La phrase était écrite en grosses lettres sur le programme du gigantesque concours oratoire tenu au Monument National, samedi dernier. Ces mots à eux seuls valaient le détour : "Nous sommes arrivés à ce qui commence".

Cette phrase résume avec acuité ce qui se passe actuellement au Québec. Il y a la grève étudiante, bien sûr, devenue bien plus qu'une contestation étudiante, mais également le rassemblement du 22 avril qui veut lui aussi "se faire un printemps". Et entre les deux, cette prise de parole marathonienne, 12 heures sans battre de la paupière ou presque, comme un énorme pont de mots entre deux flots humains, un trait d'union d'un ras-le-bol à l'autre.

"La jeunesse nous montre que le Québec n'est pas mort", disait un intervenant; qu'on peut "encore se lever", disait une autre. Qu'il l'ait voulu ou non, le mouvement étudiant nous ramène à quelque chose de plus grand que ses strictes revendications. Comme la manifestation de samedi dernier, il nous force à nous repenser en termes collectifs, belle lurette que ça ne nous était pas arrivé, plutôt que strictement individuels. Il remet l'accent tonique au bon endroit et nous force à choisir entre comptabiliser le présent ou imaginer le futur.

"Que reste-t-il de nous, dit un prof de philo, quand nous sommes plus pressés de nous vendre que de nous connaître?"

On peut bien penser qu'il serait temps qu'ils mettent un peu d'eau dans leur vin, les étudiants, alors que l'ultime showdown approche et que ça risque de fesser... Mais que dire de l'attitude hautaine du gouvernement Charest, du collet monté de sa ministre de l'éducation? Line Beauchamp ne semble pas revenue du fait que des étudiants ont occupé ses bureaux; elle les traite avec un dégoût à peine dissimulé, comme s'il s'agissait de petits vandales qu'elle aurait surpris sur les lieux.

On critique l'entêtement idéologique des jeunes dans la rue, mais qui des deux, gouvernement ou étudiants, est le plus aveugle à votre avis? Même si les étudiants sont forcés de réintégrer leurs classes, et ils devront bien le faire à un moment donné, la grogne est désormais plus large, le besoin de s'exprimer plus vaste et la nécessité de reprendre ce qui nous appartient, de plus en plus aiguë.

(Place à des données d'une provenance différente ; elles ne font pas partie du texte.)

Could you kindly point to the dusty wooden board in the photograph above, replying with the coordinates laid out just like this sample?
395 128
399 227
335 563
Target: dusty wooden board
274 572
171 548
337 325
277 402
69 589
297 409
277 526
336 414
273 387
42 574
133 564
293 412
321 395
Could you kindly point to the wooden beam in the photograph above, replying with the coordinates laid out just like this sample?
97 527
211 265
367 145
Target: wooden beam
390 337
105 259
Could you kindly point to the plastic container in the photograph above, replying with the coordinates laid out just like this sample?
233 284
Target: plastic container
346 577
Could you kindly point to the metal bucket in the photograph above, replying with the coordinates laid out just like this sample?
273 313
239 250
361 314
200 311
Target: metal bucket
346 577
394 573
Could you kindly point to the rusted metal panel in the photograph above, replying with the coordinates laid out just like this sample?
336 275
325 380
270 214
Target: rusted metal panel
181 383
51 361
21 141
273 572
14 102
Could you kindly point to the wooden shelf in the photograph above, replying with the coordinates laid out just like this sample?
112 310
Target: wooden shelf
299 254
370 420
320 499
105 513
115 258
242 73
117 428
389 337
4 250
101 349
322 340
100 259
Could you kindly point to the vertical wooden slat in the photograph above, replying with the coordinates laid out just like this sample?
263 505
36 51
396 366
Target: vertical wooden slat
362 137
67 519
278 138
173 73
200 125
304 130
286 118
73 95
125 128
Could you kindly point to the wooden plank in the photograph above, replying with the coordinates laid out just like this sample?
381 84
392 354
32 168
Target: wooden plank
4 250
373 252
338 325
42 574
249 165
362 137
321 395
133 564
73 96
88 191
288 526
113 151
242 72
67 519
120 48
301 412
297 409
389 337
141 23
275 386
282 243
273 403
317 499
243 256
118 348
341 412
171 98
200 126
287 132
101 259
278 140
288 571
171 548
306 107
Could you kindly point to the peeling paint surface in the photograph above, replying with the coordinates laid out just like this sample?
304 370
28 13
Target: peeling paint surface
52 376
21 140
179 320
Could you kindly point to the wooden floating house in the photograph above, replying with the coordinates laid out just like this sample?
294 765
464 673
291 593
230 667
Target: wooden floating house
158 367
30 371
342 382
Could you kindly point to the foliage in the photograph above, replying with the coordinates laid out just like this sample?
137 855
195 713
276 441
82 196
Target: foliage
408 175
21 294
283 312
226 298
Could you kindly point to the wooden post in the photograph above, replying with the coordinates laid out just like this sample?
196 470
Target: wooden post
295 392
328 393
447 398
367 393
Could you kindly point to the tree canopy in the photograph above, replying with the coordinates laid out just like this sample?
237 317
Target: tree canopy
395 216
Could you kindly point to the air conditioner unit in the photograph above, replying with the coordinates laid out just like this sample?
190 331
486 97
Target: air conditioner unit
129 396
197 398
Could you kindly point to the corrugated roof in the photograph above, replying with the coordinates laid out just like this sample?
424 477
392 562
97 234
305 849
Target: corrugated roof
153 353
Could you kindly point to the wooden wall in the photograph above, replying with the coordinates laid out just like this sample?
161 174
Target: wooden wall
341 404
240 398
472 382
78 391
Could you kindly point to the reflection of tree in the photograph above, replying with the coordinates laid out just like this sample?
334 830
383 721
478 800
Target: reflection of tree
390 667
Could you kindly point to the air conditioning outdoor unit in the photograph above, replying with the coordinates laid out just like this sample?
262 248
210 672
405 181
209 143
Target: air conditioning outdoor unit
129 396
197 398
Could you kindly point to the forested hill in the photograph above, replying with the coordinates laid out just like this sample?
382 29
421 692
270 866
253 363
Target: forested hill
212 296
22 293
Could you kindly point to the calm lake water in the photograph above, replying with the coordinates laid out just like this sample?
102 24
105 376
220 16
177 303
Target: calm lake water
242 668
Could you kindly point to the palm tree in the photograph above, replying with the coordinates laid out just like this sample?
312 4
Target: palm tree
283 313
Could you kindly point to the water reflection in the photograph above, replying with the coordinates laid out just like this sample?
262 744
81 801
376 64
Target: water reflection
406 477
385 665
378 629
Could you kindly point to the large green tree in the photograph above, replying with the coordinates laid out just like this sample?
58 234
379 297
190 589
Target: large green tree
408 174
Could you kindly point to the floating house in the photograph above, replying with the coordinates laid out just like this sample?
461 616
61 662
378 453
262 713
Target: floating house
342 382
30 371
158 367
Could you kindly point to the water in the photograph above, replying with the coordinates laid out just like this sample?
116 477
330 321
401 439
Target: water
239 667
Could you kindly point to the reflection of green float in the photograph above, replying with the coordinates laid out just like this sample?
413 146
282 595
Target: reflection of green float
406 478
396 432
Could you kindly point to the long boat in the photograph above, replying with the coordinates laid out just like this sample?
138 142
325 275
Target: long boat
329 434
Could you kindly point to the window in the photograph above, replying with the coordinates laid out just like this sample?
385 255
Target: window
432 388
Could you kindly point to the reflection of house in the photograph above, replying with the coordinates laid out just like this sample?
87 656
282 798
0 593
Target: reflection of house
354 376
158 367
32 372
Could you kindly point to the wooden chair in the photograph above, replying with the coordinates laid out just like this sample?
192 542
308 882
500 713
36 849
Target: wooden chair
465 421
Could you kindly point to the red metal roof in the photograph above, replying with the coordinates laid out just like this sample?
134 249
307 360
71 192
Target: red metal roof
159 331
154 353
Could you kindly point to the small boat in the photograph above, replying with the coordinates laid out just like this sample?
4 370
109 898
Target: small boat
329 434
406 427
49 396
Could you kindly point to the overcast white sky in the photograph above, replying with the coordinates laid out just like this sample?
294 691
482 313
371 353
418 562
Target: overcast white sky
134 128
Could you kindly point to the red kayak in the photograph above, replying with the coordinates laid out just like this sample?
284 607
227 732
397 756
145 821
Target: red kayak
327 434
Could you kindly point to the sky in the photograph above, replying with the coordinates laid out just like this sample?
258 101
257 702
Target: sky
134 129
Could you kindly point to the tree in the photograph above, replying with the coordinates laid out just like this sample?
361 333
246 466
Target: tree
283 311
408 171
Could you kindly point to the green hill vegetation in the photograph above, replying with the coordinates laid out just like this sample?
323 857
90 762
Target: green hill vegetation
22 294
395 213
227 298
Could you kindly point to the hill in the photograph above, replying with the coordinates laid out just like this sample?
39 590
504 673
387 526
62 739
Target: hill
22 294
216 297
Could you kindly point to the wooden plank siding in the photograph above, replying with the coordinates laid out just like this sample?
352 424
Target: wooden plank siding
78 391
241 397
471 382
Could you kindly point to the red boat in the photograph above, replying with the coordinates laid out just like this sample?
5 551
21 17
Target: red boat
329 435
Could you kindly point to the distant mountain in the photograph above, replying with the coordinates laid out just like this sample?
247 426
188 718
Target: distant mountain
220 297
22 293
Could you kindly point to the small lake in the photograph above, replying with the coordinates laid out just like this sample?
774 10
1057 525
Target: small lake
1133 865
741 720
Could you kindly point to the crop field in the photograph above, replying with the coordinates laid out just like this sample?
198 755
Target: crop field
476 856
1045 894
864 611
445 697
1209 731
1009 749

Le mouvement des indignés doit bientôt reprendre du service, je viens d'apprendre, et la manifestation du 22 avril, traditionnellement le Jour de la Terre, risque de péter des scores cette année. Sous la houlette du metteur en scène Dominic Champagne, celui qui a signé un des spectacles les plus importants de l'année, Tout ça m'assassine, en plus de revigorer la bataille contre les gaz de schiste, le rassemblement veut démontrer, non seulement que les questions environnementales nous importent, mais qu'on veut désormais être consulté pour ce qui est du développement du territoire. Mieux: qu'on a envie de secouer la déprime latente, le désoeuvrement politique et culturel qui nous tenaillent depuis trop longtemps. "Quand des hommes, des femmes et des enfants portent les mots dans la rue, écrit Dominic Champagn, les colonnes du temple peuvent trembler."

Le printemps québécois est bel et bien commencé. Puisse-t-il éclater maintenant.